Bundesrat Deiss wirbt für UNO-Beitritt
Beim eidgenössischen Hornusserfest in Frauenfeld hat am Sonntag (20.08.) Bundesrat Joseph Deiss für den Beitritt der Schweiz zur UNO geworben. Er verglich die Schweiz mit dem Hornussen: Es gehe darum, Tradition und Neues erfolgreich zu verbinden.
Wandel und Wechsel prägten unsere Welt, sagte Deiss laut Redemanuskript beim Festakt des Hornusserfests. Diese hätten auch nicht vor dem Hornussen Halt gemacht, das Tradition und Neues so verbinde, dass es an Ausstrahlung gewinne.
Die Hornusser hätten, um die Tradition bewahren zu können, den Eschenstecken längst durch einen aus Fiberglas oder Carbonfasern ersetzt. Einzelne Hornussergesellschaften untermalten ihre Webpages mit Beatles-Musik – all das tue der Traditon keinen Abbruch. Im Gegenteil: Das Hornussen gewinne an Ausstrahlung.
So, wie die Hornusser Tradition und Moderne verbänden, tue das die ganze Schweiz sehr erfolgreich auch. Diese Haltung sei Teil des Wandels, der aus einer Schweiz, aus der Menschen aus Not auswandern mussten, eine reiche Wirtschaftsnation gemacht habe.
Hilfe leisten
In Notzeiten habe die Schweiz Hilfe von aussen gebraucht, um ihre Chance wahrnehmen zu können. Heute müsse die Schweiz selbst Notleidenden Hilfe bieten, damit diese ihre Chance wahrnehmen könnten.
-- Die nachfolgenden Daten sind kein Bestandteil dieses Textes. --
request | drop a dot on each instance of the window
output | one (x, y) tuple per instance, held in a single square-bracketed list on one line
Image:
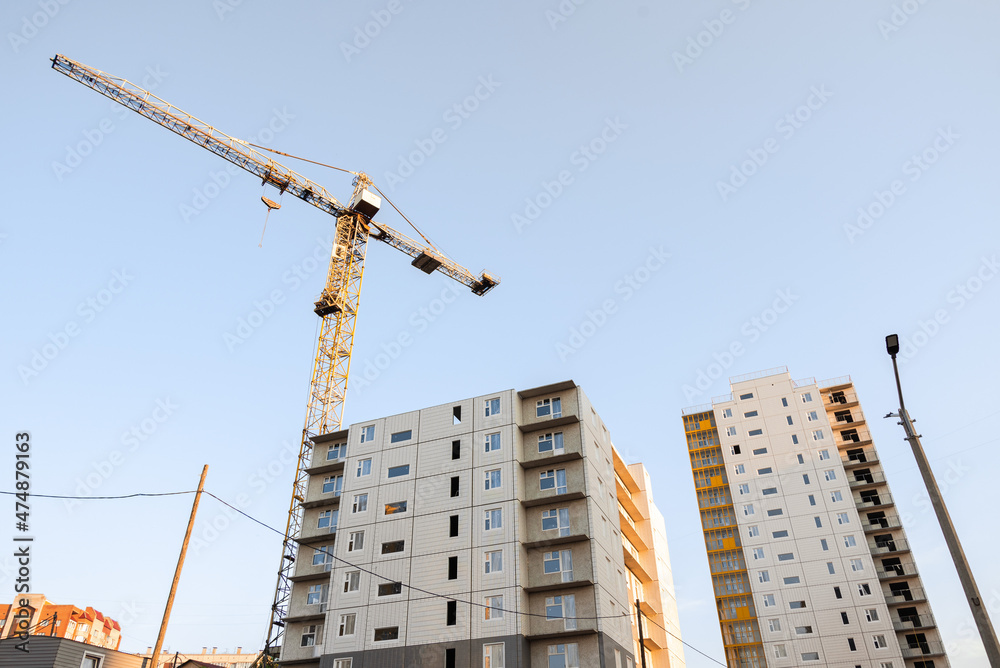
[(390, 588), (333, 484), (557, 519), (493, 655), (552, 442), (322, 557), (494, 562), (395, 508), (493, 609), (493, 519), (559, 562), (308, 636), (397, 471), (360, 504), (393, 546), (547, 407), (492, 442), (564, 656), (364, 467), (553, 479)]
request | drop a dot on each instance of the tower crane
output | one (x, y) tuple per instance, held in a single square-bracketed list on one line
[(338, 303)]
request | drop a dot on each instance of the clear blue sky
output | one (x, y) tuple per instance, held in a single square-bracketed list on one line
[(837, 157)]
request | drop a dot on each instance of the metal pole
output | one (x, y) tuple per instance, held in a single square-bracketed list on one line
[(979, 613), (642, 641), (177, 572)]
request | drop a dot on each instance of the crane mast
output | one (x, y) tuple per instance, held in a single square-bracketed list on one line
[(338, 303)]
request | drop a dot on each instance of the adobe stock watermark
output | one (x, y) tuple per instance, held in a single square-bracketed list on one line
[(581, 158), (134, 437), (33, 23), (704, 39), (750, 332), (94, 136), (957, 299), (365, 34), (87, 310), (901, 14), (219, 180), (318, 259), (420, 320), (786, 127), (627, 286), (455, 116), (913, 167)]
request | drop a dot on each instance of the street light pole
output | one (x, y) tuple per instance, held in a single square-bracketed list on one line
[(979, 612)]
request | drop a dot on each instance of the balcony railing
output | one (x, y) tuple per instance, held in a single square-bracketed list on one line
[(914, 622), (928, 648)]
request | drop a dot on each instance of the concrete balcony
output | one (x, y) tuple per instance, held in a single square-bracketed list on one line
[(918, 650), (914, 622)]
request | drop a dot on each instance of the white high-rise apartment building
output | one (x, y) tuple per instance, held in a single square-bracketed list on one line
[(809, 559), (500, 531)]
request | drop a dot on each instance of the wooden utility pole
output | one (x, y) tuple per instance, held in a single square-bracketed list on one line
[(177, 572)]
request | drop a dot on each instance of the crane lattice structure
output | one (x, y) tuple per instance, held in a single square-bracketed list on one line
[(338, 303)]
Dies könne sie am besten innerhalb der UNO – vor allem, weil sie in diesem Verband keine ihrer erfolgreichen Traditionen aufgeben müsse. Sie könne unabhängig, souverän und neutral bleiben. Sie könne auch nie dazu gezwungen werden, Truppen für Friedensmissionen zur Verfügung zu stellen.
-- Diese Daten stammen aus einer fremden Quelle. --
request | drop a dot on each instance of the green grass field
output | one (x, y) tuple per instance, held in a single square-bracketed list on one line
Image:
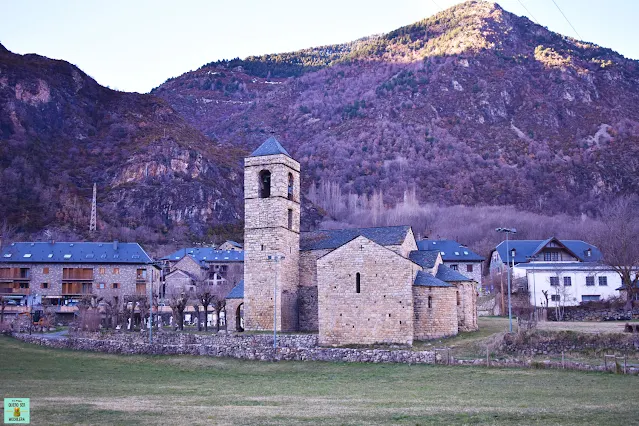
[(69, 387)]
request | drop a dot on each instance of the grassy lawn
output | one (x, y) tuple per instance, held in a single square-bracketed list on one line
[(69, 387)]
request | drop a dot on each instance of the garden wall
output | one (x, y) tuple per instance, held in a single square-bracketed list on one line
[(251, 347)]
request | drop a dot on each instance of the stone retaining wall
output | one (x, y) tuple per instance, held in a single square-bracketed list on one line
[(585, 313), (250, 347)]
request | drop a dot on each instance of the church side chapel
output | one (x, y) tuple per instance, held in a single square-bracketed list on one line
[(352, 286)]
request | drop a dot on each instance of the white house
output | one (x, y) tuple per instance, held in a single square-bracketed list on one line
[(567, 271)]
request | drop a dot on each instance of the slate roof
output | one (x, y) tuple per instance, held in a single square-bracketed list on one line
[(237, 292), (76, 252), (451, 250), (425, 259), (331, 239), (526, 248), (207, 254), (271, 146), (234, 243), (449, 275), (427, 280)]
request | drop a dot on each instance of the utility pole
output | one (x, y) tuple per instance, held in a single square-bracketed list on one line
[(93, 223), (508, 231)]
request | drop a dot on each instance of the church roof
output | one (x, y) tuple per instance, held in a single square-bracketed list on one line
[(449, 275), (333, 238), (425, 259), (207, 254), (237, 292), (271, 146), (427, 280)]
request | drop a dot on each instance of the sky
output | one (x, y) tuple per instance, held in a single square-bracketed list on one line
[(136, 45)]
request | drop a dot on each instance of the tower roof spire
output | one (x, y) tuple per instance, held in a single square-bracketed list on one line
[(271, 146)]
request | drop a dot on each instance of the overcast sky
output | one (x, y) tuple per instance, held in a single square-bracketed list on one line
[(136, 45)]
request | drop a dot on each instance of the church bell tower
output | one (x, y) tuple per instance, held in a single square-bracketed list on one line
[(271, 238)]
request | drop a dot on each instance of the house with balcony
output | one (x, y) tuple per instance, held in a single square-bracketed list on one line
[(222, 269), (60, 273), (555, 272)]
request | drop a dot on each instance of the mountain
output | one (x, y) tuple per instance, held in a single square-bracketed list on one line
[(158, 177), (472, 106)]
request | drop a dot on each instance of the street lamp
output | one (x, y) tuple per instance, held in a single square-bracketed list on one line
[(509, 231), (277, 258), (532, 268)]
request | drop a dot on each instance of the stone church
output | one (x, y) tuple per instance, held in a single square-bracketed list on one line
[(352, 286)]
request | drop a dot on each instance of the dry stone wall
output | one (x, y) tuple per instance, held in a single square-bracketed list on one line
[(250, 347)]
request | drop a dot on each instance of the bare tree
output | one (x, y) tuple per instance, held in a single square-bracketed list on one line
[(617, 239)]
Solche Argumente könne man leicht abtun, dazu brauche man nicht einmal eine Schindel, sagte Deiss vor den Hornussern. Und im Bild des Hornssens bleibend, verglich er die Landesregierung mit den Abtuern im Ries, die «nach vorne blicken und möglichst frühzeitig erkennen, was auf uns zukommt».